2022-11-22 15:03:08,495 ERROR tune.py:773 -- Trials did not complete: [train_dummy_2a005_00000]
2022-11-22 15:03:08,495 INFO tune.py:777 -- Total run time: 0.95 seconds (0.00 seconds for the tuning loop).
Best trial:
Result(metrics={'val': 1.6978080140891973, 'done': False, 'trial_id': '2a005_00003', 'experiment_tag': '3_val=10.1868'}, error=None, log_dir=PosixPath('/home/alain/code/teacher-student/test-restore/train_dummy_2022-11-22_15-01-26/train_dummy_2a005_00003_3_val=10.1868_2022-11-22_15-01-32'))
Best trial config:
{'val': 10.186848084535184}

I think that would make more sense to enable the user to resume the experiment.
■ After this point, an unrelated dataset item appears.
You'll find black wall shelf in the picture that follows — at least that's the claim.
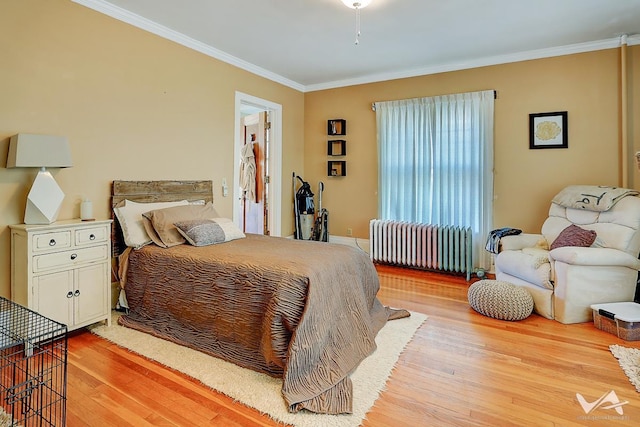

Otherwise, is there a way to use the results from an interrupted experiment in a new one, e.g. as prior knowledge for an hyperparameter search?

Versions / Dependencies

Reproduction script

import random
import time

import ray.air as air
import ray.tune as tune

def train_dummy(config):
    v = config["val"]
    for i in range(1, 30):
        if random.random() < 0.05:
            raise IndexError("Dummy error for the example")
        time.sleep(random.randint(5, 15))
        tune.report(val=v / i)

def train_dummy_models():
    config = {'val': tune.uniform(10, 20)}

    tuner = tune.Tuner(
        tune.with_resources(
            train_dummy,
            resources={"cpu": 12, "gpu": 1}
        ),
        tune_config=tune.TuneConfig(
            num_samples=10,
            metric="val",
            mode="min"
        ),
        run_config=air.RunConfig(
            local_dir="test-restore",
            failure_config=air.FailureConfig(fail_fast=True)
        ),
        param_space=config
    )

    # comment the line below first time you run the script, and replace by the according timestamp when you restore it
    tuner = tune.Tuner.restore(path="/home/alain/code/teacher-student/test-restore/train_dummy_2022-11-22_15-01-26")
    results = tuner.fit()

    best_trial = results.get_best_result()
    print("Best trial:")
    print(best_trial)
    print("Best trial config:")
    print(best_trial.config)

if __name__ == "__main__":
    train_dummy_models()

Issue Severity

Medium: It is a significant difficulty but I can work around it.

paehal commented 1 year ago

I am probably running into this problem too and cannot RESUME. Have you made any progress, or is it improved in ray 2.4?